460.0245 Statement That "Tax Is Included Where Applicable." A retailer makes sales both inside and outside California. It advertises that its price "includes shipping and sales tax where applicable."
The statement is sufficient to prevent a conclusion that excess sales tax reimbursement is being collected on exempt sales to out-of-state customers. 3/30/76.
460.0256 Tax Included. Use tax collected from customers must be separately stated. The seller must give the buyer a receipt for the tax. Property subject to use tax cannot be sold on a tax-included basis. 4/15/94.
460.0258 Tax Included in Price. In determining whether prices are tax included, it is insufficient for a taxpayer to adjust its selling price to include tax liability. There must be a clear notice to customers that tax has been included. 4/22/77.
460.0260 Tax-Included Prices.

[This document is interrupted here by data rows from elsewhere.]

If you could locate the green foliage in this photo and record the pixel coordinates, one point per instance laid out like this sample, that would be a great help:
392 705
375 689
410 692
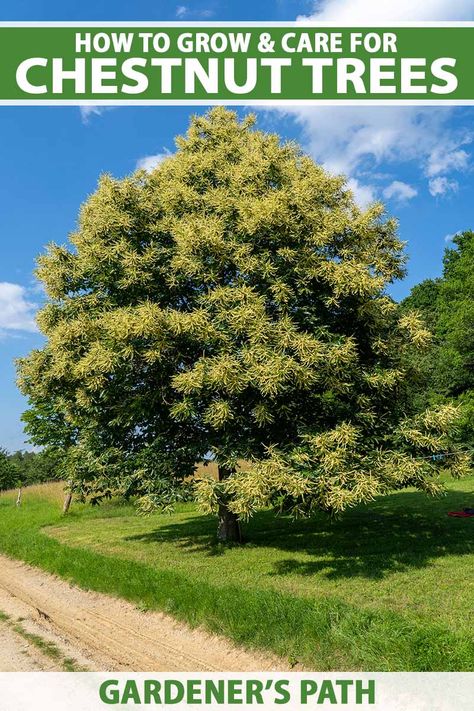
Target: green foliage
23 468
9 473
386 588
232 301
447 305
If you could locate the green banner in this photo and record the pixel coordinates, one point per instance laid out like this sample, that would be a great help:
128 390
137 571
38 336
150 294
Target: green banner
150 63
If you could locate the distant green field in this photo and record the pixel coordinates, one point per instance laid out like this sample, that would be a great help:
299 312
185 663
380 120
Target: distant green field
389 587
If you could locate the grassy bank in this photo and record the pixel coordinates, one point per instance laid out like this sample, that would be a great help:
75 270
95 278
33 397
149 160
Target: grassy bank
389 587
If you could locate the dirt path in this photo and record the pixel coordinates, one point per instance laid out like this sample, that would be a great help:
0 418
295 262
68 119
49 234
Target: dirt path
104 633
18 655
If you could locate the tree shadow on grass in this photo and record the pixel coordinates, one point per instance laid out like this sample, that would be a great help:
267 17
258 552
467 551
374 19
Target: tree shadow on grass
397 532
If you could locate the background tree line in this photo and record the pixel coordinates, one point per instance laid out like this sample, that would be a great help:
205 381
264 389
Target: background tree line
447 307
24 468
235 301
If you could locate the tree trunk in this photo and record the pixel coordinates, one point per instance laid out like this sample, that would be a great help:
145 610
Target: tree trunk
67 502
228 530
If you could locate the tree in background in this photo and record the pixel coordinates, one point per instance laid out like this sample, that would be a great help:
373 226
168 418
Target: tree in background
233 301
9 474
447 306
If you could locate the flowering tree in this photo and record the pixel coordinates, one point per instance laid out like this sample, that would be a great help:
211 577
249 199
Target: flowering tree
233 301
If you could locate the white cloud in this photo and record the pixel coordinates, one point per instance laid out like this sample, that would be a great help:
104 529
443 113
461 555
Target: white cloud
16 311
358 11
183 11
356 140
442 186
148 163
363 194
448 158
398 190
89 110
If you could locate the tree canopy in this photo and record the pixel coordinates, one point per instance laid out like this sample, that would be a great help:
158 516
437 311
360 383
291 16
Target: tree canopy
234 301
447 306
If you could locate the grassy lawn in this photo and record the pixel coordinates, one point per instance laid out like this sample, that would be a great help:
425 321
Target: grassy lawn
389 587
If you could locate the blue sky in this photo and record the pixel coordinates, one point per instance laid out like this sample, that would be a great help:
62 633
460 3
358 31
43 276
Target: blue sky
418 160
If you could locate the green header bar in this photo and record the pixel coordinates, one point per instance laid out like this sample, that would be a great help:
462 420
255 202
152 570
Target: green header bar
172 63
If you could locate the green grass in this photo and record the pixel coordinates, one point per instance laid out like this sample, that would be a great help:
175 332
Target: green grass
389 587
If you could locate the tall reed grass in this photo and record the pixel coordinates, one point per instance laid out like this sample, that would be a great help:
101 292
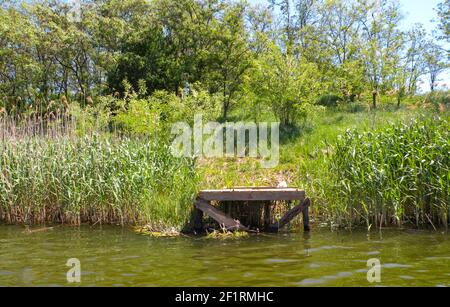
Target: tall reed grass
48 173
399 174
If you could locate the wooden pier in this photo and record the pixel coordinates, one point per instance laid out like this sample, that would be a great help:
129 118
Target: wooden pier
249 194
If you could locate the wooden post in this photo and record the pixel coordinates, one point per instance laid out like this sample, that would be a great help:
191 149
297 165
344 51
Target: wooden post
306 215
198 221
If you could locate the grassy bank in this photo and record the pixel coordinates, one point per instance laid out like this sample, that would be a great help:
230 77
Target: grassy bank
409 145
360 167
94 179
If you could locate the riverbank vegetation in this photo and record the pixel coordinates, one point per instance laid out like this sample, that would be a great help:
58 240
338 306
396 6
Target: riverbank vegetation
88 96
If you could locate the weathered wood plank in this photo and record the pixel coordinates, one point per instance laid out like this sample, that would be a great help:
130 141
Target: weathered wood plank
224 220
264 194
291 214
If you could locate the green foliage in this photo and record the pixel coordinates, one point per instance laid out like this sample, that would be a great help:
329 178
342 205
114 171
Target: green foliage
96 180
397 174
328 100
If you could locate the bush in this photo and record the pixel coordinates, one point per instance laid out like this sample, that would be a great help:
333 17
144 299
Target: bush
329 100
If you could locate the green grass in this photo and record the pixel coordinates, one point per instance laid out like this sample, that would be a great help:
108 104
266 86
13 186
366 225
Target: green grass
96 180
306 157
99 178
394 175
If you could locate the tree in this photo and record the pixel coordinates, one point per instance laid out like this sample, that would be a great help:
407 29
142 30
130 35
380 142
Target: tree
284 84
443 11
231 56
381 43
435 63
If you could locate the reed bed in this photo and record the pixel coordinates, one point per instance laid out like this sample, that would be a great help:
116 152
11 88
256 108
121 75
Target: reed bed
48 174
395 175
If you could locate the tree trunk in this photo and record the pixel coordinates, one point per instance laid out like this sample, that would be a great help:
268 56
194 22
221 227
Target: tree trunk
225 110
374 99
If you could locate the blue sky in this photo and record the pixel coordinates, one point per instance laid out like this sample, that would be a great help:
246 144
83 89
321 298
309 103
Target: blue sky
415 11
420 11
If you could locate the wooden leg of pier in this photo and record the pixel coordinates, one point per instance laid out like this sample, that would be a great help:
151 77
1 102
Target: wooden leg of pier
224 220
198 221
291 214
305 213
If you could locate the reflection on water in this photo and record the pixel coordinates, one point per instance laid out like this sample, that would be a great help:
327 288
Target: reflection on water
114 256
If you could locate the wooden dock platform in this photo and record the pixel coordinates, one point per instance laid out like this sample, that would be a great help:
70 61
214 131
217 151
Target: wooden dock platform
248 194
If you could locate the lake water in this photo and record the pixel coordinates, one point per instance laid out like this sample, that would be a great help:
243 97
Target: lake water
116 256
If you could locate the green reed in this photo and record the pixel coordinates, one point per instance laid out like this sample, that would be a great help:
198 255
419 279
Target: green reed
96 178
399 174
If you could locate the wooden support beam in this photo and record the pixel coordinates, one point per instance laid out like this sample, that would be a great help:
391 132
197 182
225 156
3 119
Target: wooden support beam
291 214
224 220
250 194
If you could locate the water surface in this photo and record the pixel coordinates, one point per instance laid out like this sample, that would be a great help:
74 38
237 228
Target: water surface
115 256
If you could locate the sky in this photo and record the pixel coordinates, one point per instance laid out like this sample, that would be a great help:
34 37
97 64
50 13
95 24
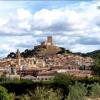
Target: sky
74 24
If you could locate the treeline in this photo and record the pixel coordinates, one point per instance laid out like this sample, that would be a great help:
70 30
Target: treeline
62 87
30 53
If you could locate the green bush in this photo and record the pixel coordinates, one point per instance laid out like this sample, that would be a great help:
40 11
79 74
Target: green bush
4 94
63 79
45 94
95 90
77 92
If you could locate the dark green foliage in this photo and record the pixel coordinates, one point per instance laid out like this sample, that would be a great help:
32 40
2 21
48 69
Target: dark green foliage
63 79
4 94
95 90
77 92
42 93
96 66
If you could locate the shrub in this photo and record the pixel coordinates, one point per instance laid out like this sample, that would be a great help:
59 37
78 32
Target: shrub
95 90
4 94
77 92
45 94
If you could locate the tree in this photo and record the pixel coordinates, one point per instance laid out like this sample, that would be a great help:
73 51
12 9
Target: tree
45 94
24 97
95 90
63 79
96 66
77 92
4 94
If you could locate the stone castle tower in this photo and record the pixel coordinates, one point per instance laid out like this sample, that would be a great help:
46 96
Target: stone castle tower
18 57
49 40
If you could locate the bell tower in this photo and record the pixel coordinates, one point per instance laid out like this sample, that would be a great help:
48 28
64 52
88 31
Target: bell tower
49 40
18 58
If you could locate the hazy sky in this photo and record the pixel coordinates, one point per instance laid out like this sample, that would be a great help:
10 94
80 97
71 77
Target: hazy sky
74 25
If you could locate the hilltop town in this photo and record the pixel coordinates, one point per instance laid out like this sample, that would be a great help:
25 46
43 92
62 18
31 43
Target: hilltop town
45 63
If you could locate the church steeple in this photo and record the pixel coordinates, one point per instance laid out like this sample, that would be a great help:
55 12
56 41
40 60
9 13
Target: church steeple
18 58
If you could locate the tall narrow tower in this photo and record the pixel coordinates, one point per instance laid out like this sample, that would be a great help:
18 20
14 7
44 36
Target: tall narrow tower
18 58
49 40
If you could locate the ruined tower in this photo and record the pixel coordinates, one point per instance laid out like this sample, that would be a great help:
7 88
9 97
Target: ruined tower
18 58
49 40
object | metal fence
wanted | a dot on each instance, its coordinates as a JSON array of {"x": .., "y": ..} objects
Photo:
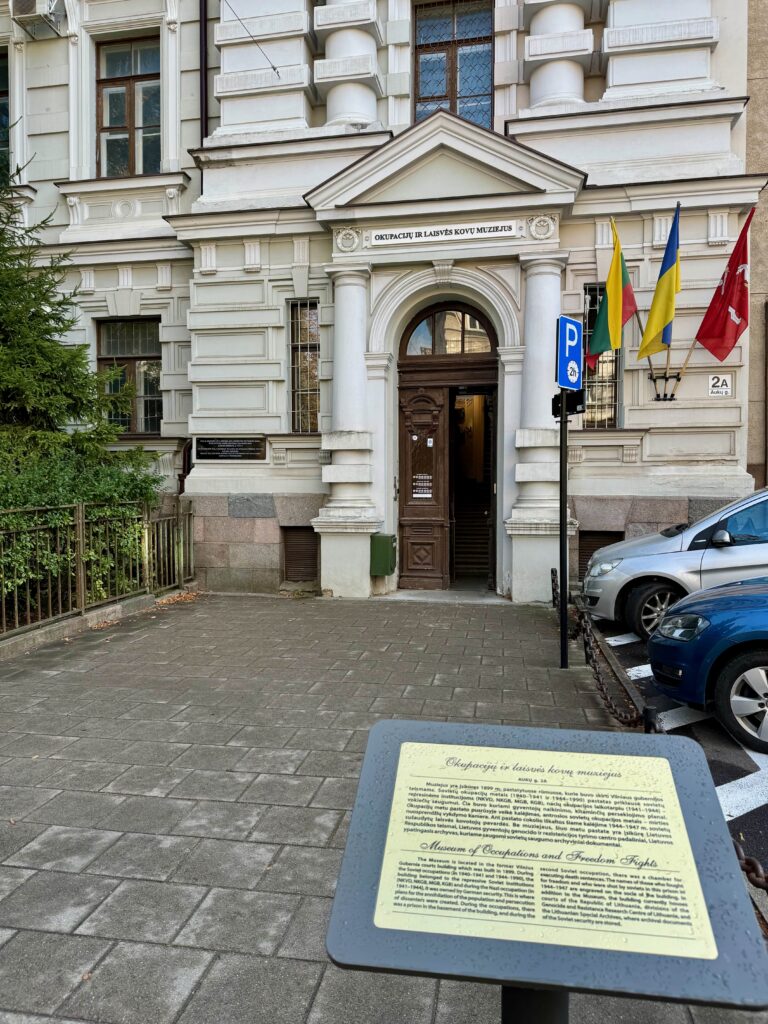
[{"x": 61, "y": 560}]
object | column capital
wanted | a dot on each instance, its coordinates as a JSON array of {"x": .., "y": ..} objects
[{"x": 544, "y": 262}]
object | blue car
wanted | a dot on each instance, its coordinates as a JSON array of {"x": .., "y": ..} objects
[{"x": 711, "y": 650}]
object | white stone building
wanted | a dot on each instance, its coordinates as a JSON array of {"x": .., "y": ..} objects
[{"x": 330, "y": 243}]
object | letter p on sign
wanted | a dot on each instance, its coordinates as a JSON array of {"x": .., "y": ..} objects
[{"x": 569, "y": 353}]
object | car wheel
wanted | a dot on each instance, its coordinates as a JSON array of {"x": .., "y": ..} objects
[
  {"x": 741, "y": 698},
  {"x": 647, "y": 605}
]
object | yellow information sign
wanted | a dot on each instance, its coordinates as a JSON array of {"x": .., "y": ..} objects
[{"x": 585, "y": 850}]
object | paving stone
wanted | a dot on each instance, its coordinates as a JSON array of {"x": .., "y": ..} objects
[
  {"x": 147, "y": 780},
  {"x": 303, "y": 869},
  {"x": 137, "y": 856},
  {"x": 226, "y": 864},
  {"x": 52, "y": 901},
  {"x": 254, "y": 990},
  {"x": 295, "y": 791},
  {"x": 211, "y": 757},
  {"x": 81, "y": 809},
  {"x": 145, "y": 814},
  {"x": 143, "y": 911},
  {"x": 300, "y": 825},
  {"x": 239, "y": 922},
  {"x": 213, "y": 785},
  {"x": 305, "y": 938},
  {"x": 39, "y": 970},
  {"x": 138, "y": 984},
  {"x": 60, "y": 849},
  {"x": 378, "y": 998}
]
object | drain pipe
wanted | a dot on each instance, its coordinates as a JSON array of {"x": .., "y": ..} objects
[{"x": 203, "y": 16}]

A retailer who claims that its sales were on a tax-included basis must show that buyers were clearly informed of this method of charging at the time the sales were made. The posting of a sign in a foreign language does not constitute clear notification to all customers. Additionally, evidence that tax reimbursement was charged on some invoices refutes claims that customers were notified at the time of the sale. 1/7/94.
460.0268 Tax Rate on Out-of-State Periodical Subscription. The tax rate applicable on a subscription to a periodical from an out-of-state publisher is the tax rate that corresponds to the zip code of the subscriber's residence when the publisher is a retailer engaged in business in this state pursuant to subdivisions (a), (b), or (c) of Revenue and Taxation Code section 6203. 4/23/92.
(Note: Statutory change operative November 1, 1992.)
460.0280 Tax Reimbursement on Optional Maintenance Contracts. The charging of tax reimbursement on parts under an optional maintenance contract constitutes excess tax reimbursement. The seller of the maintenance contract is the consumer of all parts used in the performance of the contract. 6/20/94.